There is general support for a new overarching European Health Strategy and a desire for more cooperation between the European Commission and EU Member States to further improve and protect health in Europe, the results of a public consultation process reveal. The Commission published today a report on the consultation on the forthcoming EU Health Strategy that sums up more than 150 responses received during the process, which closed in February. The strategy, an attempt to rise to the challenges Europe will face in the coming years, will set broad objectives for health during the next decade. It will also aim to promote health across all policies and to tackle global health issues.

EU Health Commissioner Markos Kyprianou said: "There is widespread support in the health community for a strong and visionary European strategy on health. The EU is facing many new challenges which need to be tackled in a cooperative and coordinated way. This positive response recognises the EU's ability to support improvements in health across the EU and the recognition of Europe as a key player in health on the global stage."
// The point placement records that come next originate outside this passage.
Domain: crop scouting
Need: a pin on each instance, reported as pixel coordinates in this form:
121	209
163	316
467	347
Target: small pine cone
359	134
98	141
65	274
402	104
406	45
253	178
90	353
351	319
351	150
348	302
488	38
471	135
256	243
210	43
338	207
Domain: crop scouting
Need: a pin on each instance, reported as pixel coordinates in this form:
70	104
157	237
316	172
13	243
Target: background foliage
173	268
The Commission will adopt a new Health Strategy later this year. The consultation was launched at the end of 2006 to clarify Member States' and other stakeholders´ wishes and expectations relating to the strategy. The Commission proposals to set overall objectives, and take a new approach to health in all policies and global health were welcomed. Many contributors stressed the importance of establishing an active partnership between the Commission and Member States and of open dialogue between the actors involved at all levels.

EU Health priorities

Setting objectives for core issues to protect and improve health across the EU was generally welcomed. Respondents highlighted key issues to be addressed including combating health threats, tackling inequalities including gender aspects, informing and empowering citizens, working on quality and safety in healthcare in relation to cross border issues, and addressing key lifestyle-related factors affecting health, such as nutrition and physical activity, alcohol consumption, smoking and mental health.
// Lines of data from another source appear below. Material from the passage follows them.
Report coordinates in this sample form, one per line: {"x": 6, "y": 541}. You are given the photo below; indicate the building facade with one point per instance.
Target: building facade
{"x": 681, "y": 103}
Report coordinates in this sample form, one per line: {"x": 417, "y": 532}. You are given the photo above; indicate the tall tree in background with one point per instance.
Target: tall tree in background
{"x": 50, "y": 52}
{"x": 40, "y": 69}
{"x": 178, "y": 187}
Respondents also stressed the need for the further development of a European information system on health to support the strategy.

Contributors also welcomed a new approach to inter-sectoral work on health and called for enhanced coordination at EU and national levels and better coherence in policy making. The importance of health-related research and e-health was highlighted.

Many proposed more use of Health Impact Assessment to evaluate new policy initiatives.

Global Health Issues

Respondents supported the inclusion of an international dimension in the strategy, covering broad aspects of health. They stressed the importance of interaction between the EU and other international organisations, such as WHO, in order to develop international regulatory frameworks as well as new initiatives.

Implementing the Strategy

Many contributors called for the creation of a new mechanism of structured cooperation employing the tools of the Open Method of Coordination, which is used in Lisbon strategy implementation, to promote cooperation among the Member States in the health field.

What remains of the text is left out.